Overall, the firing properties of VSNs demonstrated a tendency towards low rates of spontaneous activity (almost 1 Hz), consisting of both bursts and single spikes. While the probability of bursting increased during a stimulus response, the properties of burst duration and timing within bursts remained similar to that observed during spontaneous activity. The most prominent difference observed was that the time between bursts decreased during sensory responses. These results suggest that the primary feature in stimulus encoding involves the burst frequency or timing between bursts rather than a change in spike timing or longer burst duration.
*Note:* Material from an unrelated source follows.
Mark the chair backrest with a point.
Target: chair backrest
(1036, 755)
Signal Transduction Pathway Is Involved in Shaping Spontaneous Activity
The similarity of bursts during both spontaneous activity and stimulus responses suggests that they are generated by a common mechanism. One possibility is that initiation of bursting is controlled by the membrane properties of the soma (Krahe and Gabbiani 2004; Bean 2007); another possibility is that bursts are triggered by the signal transduction cascade and that this cascade is sometimes activated spontaneously.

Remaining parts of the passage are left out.